In der Schloßstraße in Bockenheim gibt es seit November vergangenen Jahres eine ganz besondere Situation. Autos und Lastwagen dürfen Fahrräder und Mopeds nicht mehr überholen. Fahrräder sollen auf der Straße fahren. Es gilt Tempo 30.

Das Überholverbot von einspurigen Fahrzeugen regelt das Verkehrsschild VZ277.1. Es wurde damals neu eingeführt. Im Bewusstsein aller Autofahrerinnen und Autofahrer ist es bis heute nicht angekommen. Wer Rad fährt, wird an den Rand gedrängt und mit weniger als 1,5 Meter Abstand überholt, beklagt der Allgemeine Deutsche Fahrrad-Club (ADFC) in Frankfurt.

Die sogenannte Türzone, die mit einem schmalen Sicherheitsstreifen abgegrenzt ist, wurde von der Stadt nun mit liegenden Kreuzen markiert. Damit Menschen, die am Verkehr teilnehmen, sie nicht mit einem Radweg verwechseln.

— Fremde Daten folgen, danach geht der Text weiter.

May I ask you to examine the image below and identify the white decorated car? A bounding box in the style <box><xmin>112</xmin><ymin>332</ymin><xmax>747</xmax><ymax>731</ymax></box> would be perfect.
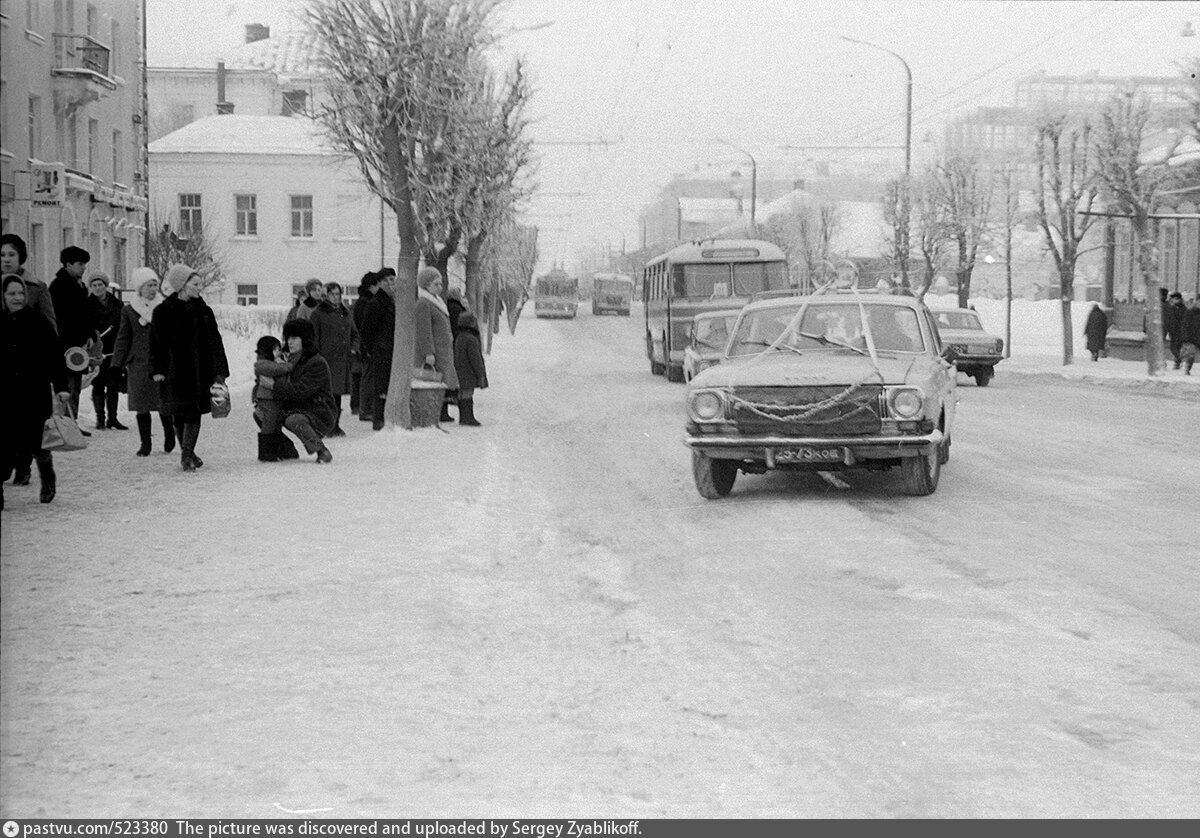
<box><xmin>684</xmin><ymin>294</ymin><xmax>958</xmax><ymax>498</ymax></box>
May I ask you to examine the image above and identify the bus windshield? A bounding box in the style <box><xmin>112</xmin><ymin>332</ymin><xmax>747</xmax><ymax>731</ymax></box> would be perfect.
<box><xmin>673</xmin><ymin>262</ymin><xmax>787</xmax><ymax>299</ymax></box>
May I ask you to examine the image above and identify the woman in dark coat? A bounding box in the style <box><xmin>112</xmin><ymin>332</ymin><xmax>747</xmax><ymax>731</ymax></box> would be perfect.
<box><xmin>258</xmin><ymin>318</ymin><xmax>337</xmax><ymax>462</ymax></box>
<box><xmin>150</xmin><ymin>264</ymin><xmax>229</xmax><ymax>472</ymax></box>
<box><xmin>308</xmin><ymin>282</ymin><xmax>359</xmax><ymax>437</ymax></box>
<box><xmin>113</xmin><ymin>268</ymin><xmax>175</xmax><ymax>457</ymax></box>
<box><xmin>359</xmin><ymin>273</ymin><xmax>396</xmax><ymax>431</ymax></box>
<box><xmin>0</xmin><ymin>274</ymin><xmax>71</xmax><ymax>501</ymax></box>
<box><xmin>1084</xmin><ymin>303</ymin><xmax>1109</xmax><ymax>361</ymax></box>
<box><xmin>454</xmin><ymin>311</ymin><xmax>487</xmax><ymax>426</ymax></box>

„Zufrieden sind wir mit der Situation nicht“, sagte Ansgar Hegerfeld vom ADFC. „Ich glaube nicht, dass die neuen Markierungen das Problem komplett lösen werden.“

Schloßstraße: „Verkehrsregelung ist eindeutig“

Und tatsächlich: Beim Selbstversuch auf der Schloßstraße fahren weiterhin Autos sehr dicht am Radfahrer vorbei. Eine Radfahrerin überholt die Fahrzeuge, die wegen dichten Verkehrs stehen bleiben müssen, rechts und weicht dafür in die Türzone aus.

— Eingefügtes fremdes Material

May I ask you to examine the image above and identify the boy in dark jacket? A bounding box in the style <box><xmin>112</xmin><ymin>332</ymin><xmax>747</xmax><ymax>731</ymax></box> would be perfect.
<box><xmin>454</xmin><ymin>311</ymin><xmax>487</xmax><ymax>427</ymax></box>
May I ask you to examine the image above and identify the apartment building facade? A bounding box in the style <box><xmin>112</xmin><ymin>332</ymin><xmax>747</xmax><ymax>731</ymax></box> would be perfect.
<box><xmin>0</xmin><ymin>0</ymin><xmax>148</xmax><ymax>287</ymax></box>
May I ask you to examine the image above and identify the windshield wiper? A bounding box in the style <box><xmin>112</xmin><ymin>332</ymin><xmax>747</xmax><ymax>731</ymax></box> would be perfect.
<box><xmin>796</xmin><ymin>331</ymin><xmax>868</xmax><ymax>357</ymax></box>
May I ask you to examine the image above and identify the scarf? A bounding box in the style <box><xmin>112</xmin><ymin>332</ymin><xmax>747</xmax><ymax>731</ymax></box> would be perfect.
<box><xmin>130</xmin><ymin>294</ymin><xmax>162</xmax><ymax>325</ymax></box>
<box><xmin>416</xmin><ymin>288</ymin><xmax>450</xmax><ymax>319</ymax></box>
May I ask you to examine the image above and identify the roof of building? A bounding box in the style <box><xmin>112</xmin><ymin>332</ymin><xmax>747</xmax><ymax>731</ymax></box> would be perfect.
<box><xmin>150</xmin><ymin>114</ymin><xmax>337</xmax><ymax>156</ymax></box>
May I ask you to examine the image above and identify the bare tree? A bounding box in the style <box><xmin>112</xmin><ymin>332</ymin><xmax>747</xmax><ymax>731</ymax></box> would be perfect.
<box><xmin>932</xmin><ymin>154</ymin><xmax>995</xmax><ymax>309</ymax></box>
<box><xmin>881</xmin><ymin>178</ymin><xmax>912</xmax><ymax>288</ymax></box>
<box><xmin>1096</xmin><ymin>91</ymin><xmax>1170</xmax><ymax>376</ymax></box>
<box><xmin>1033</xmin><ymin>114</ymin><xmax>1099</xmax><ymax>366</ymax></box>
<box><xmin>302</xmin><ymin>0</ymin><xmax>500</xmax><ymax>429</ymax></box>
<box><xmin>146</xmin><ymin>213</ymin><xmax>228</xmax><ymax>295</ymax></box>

Bis Herbst galt auf der Schloßstraße zwischen Adalbertstraße und Rödelheimer Straße noch Tempo 50. Ein Radweg war durch eine durchgezogene Linie vom Autoverkehr getrennt. Der Radweg lag zum großen Teil in der Türzone der parkenden Autos. Mit der neuen Regelung wollte die Stadt die Situation entschärfen.

„Wir würden diese Verkehrsregelung gerne an weiteren Straßen anwenden, die zu eng für eine Kfz-Spur und einen Radweg sind“, sagte Joachim Hochstein, der Leiter des Radfahrbüros im Straßenverkehrsamt. Die städtische Verkehrspolizei kontrolliere die Situation bisweilen. Mit den liegenden Kreuzen werde versucht, die Türzone als solche kenntlich zu machen.

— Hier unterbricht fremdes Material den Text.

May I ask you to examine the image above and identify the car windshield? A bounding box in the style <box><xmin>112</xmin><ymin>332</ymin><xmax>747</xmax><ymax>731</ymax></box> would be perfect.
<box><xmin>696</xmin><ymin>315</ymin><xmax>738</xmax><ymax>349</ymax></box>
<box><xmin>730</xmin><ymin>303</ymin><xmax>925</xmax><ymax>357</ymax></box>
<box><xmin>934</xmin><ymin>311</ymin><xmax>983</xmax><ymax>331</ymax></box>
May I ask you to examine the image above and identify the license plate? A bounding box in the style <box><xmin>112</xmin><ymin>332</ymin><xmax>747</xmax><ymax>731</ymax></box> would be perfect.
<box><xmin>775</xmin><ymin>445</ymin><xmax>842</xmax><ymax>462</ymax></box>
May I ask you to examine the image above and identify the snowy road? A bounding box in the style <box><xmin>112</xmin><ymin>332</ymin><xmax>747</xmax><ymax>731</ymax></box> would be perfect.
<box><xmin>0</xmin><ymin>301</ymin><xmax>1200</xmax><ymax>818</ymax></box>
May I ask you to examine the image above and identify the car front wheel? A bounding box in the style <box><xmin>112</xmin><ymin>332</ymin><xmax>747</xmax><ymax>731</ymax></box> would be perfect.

Andere Städte hätten bislang auch keine besseren Erfahrungen mit dem neuen Verkehrsschild gemacht, sagte er. „Dabei ist die Verkehrsregelung doch eindeutig.“ Er hofft, dass sich das mit der Zeit in den Köpfen der Menschen einprägen wird.

Vielleicht hilft der Blick nach Offenbach. Als dort 2018 neue Fahrradstraßen eingeführt wurden, stellte die Stadt Bauzäune mit großen Plakaten auf. Damit alle sahen und erklärt bekamen, was es damit auf sich hat.